Venezia 75 – Dachra: recensione
Tra stregoneria e fatti reali, Dracha è l'horror tunisino che tenta di fondere verità e fiction senza però ottenere il risultato sperato.
Ci sono fatti che spaventano più di quanto la fantasia possa anche solo immaginare. Storie da raccapriccio che fanno gelare il sangue nelle vene, talmente assurde da non poter essere partorite puramente dalla fantasia, ma che da questa possono venir rielaborate e diventare spunti di interesse per la realizzazione di racconti letterari e cinematografici. È quello che è successo a Dachra, film tunisino presentato nella sezione della 33ª Settimana Internazionale della Critica della Mostra del Cinema di Venezia. Superstizioni e tradizioni fanno da sostegno alla sceneggiatura di Abdelhamid Bouchnak, al contempo alla scrittura e alla regia di un horror d’immaginazione che affonda le proprie credenze nella tragica realtà della scomparsa di bambini nella Tunisia più nascosta e inquietante.
Un insegnante affida ai propri alunni un compito ben importante: realizzare un reportage con materiale inedito da presentare poi a scuola. Yassmine (Yassmine Dimassi) e i suoi due amici Walid (Aziz Jbali) e Bilel (Bilel Slatnia) prendono seriamente il compito, decidendo di riportare un fatto risalente a venti anni prima che vide coinvolta una donna e un ritrovamento. La vittima, chiamata da tutti Mongia, è stata ritrovata mutilata e da tanto tempo è stata soggetta alla definizione di strega, ed è proprio la protagonista ideale per una storia a cui nessun altro potrebbe pensare. Ma le cose per i tre studenti si complicano rovinosamente, mentre si ritrovano a dover affrontare le stranezze di un villaggio in cui vengono tenuti quasi come ostaggi.
Dachra – Un’opera prima horror insufficiente e chiusa su se stessa
È di certo un senso di paura mistica quello che cerca di trasmettere la pellicola di Abdelhamid Bouchnak. Lo sconosciuto avvolto dal mistero della stregoneria che porta comunità ad unirsi e a compiere le azioni più disgustosamente brutali. Il pericolo, l’isolamento, la sensazione perenne di morte. Tutte percezioni che un cinema come quello dell’orrore ha il dovere di mantenere se vuole approdare anche al benché minimo risultato, ma che si rivelano del tutto insufficienti all’interno del primo lungometraggio cinematografico del giovane autore.

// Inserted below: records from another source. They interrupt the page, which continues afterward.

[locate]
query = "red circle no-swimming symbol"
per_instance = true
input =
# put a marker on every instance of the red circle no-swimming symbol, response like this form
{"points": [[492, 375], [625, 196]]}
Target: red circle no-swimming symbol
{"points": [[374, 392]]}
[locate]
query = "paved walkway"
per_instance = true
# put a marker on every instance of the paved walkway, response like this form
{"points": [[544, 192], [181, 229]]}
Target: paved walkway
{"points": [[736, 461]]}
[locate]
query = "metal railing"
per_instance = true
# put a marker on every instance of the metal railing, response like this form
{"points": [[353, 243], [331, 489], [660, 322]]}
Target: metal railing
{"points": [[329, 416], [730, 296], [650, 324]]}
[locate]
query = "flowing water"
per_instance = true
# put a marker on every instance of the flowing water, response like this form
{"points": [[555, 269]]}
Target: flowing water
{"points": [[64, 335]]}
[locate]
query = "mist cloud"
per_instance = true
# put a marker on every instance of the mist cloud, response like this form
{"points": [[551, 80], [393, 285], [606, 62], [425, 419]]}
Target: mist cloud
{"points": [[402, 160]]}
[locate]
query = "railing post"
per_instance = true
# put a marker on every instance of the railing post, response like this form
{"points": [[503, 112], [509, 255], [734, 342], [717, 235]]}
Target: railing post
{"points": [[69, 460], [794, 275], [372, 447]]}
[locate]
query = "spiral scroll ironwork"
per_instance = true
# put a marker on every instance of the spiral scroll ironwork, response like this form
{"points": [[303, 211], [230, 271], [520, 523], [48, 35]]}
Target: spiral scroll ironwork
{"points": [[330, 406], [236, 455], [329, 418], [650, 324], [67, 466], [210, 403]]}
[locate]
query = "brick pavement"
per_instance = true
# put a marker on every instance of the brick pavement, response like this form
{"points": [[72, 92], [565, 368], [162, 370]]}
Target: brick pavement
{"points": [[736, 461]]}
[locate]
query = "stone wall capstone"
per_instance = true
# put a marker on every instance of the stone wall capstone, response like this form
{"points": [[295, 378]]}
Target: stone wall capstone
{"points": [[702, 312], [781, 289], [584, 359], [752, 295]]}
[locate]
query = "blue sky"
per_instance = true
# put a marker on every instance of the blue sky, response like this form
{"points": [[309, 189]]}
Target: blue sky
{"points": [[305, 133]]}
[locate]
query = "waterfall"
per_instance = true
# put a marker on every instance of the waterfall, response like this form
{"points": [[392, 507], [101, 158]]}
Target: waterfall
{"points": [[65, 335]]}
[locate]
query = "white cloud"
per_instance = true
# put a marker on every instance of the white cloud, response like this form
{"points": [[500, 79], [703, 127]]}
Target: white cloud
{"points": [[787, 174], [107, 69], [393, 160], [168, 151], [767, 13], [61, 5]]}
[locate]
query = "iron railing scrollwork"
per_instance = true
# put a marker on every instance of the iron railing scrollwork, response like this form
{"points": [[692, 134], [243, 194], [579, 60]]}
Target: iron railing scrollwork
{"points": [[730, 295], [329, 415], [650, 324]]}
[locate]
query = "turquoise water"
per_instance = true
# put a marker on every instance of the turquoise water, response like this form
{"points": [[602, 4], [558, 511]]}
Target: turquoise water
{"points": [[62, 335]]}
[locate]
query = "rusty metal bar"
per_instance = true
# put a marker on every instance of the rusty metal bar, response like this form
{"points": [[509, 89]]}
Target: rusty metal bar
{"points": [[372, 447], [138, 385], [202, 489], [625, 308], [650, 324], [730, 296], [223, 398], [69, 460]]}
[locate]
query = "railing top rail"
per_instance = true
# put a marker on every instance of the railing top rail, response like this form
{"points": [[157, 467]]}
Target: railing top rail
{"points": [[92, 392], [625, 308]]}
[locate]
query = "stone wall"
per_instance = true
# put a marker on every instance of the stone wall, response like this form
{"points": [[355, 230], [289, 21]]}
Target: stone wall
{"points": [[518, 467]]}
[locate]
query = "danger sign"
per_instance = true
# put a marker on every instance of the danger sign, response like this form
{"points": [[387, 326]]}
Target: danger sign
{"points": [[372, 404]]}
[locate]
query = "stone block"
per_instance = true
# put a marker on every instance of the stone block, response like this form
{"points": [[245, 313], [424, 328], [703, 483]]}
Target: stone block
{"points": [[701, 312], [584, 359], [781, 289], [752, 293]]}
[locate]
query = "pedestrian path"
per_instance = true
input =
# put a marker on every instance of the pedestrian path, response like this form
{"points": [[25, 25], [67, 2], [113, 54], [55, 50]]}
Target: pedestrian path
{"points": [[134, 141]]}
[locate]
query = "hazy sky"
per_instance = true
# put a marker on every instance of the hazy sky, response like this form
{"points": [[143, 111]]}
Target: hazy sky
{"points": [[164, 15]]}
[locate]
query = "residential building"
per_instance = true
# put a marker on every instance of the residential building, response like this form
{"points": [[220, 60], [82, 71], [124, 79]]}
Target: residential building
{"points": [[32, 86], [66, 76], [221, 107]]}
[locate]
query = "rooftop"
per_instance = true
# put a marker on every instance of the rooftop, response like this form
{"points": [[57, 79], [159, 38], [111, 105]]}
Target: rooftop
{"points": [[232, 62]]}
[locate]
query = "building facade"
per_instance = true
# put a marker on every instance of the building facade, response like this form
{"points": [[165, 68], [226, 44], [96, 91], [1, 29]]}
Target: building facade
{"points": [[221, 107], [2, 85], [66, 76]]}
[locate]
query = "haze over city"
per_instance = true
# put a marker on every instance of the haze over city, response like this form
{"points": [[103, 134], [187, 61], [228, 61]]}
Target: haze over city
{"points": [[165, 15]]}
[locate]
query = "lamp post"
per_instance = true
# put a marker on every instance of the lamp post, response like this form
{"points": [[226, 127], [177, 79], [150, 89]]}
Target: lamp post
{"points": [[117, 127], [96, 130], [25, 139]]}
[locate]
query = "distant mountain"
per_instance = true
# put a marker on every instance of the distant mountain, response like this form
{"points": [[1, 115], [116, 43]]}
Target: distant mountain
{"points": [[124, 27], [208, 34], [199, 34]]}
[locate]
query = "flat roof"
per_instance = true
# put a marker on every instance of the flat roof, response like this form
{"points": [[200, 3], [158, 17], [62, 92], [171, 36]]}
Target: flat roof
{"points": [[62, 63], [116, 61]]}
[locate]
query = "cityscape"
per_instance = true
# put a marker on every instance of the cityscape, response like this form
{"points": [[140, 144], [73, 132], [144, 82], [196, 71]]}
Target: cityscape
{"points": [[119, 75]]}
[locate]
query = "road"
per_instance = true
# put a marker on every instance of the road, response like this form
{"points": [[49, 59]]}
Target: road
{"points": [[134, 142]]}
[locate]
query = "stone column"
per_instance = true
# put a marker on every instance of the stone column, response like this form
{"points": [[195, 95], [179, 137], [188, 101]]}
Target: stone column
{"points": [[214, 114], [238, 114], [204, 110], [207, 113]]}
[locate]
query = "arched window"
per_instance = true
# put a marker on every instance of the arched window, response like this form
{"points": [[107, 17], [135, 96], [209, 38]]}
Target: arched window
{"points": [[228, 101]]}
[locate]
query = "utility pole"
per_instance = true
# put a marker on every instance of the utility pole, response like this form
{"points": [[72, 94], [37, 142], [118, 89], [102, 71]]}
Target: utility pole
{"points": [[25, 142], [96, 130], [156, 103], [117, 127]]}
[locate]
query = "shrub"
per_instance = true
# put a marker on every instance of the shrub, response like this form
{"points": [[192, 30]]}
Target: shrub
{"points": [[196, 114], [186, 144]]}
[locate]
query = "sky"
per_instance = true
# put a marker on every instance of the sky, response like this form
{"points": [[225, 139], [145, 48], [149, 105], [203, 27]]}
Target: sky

Nella più scontata delle atmosfere, nel grigiore offuscato da una costante nebbia con cui si apre il film e che non ha intenzione di abbandonare mai la scena, Dachra mantiene costante una staticità registica e narrativa che, prolungata, tende a sfiancare lo spettatore per la sua mancanza di informazioni, non in maniera enigmatica e per questo non intrigante, ma confusionaria come se avesse un’unica cosa da dire e non potesse dirla immediatamente, saturando il racconto e diventando insopportabile nel suo proseguire.
Dachra – un horror narrativamente debole
Insopportabile come sanno essere i suoi personaggi principali, monotematici e più intenti ad urlare a vuoto le proprie opinioni senza realmente tentare di interpretarle e adattarle alle situazioni, di conseguenza apportando un danno alla parte recitativa, lasciandola completamente in balia di se stessa. Non che orientarsi negli spostamenti di Dachra sia qualcosa di facile. Il film si dilata e si comprime a suo piacimento, parlando solo e soltanto a sé e mostrando un atteggiamento che sembra voler limitare la partecipazione dello spettatore al dramma orrorifico.
Dachra non va dunque da nessuna parte, chiudendosi nei propri incubi e non sapendoli indirizzare verso l’obiettivo di una paura condivisa. Un’opera prima che non trova la maniera di decollare e rimane fissa sull’idea di dover terrorizzare senza sapere però come fare, con una serie di prevedibilità che si affiancano ai momenti inconcludenti della pellicola, espressi con distrazione nel suo caos finale. Un primo tentativo fallito, dove i rituali della stregoneria non hanno sortito gli effetti sperati.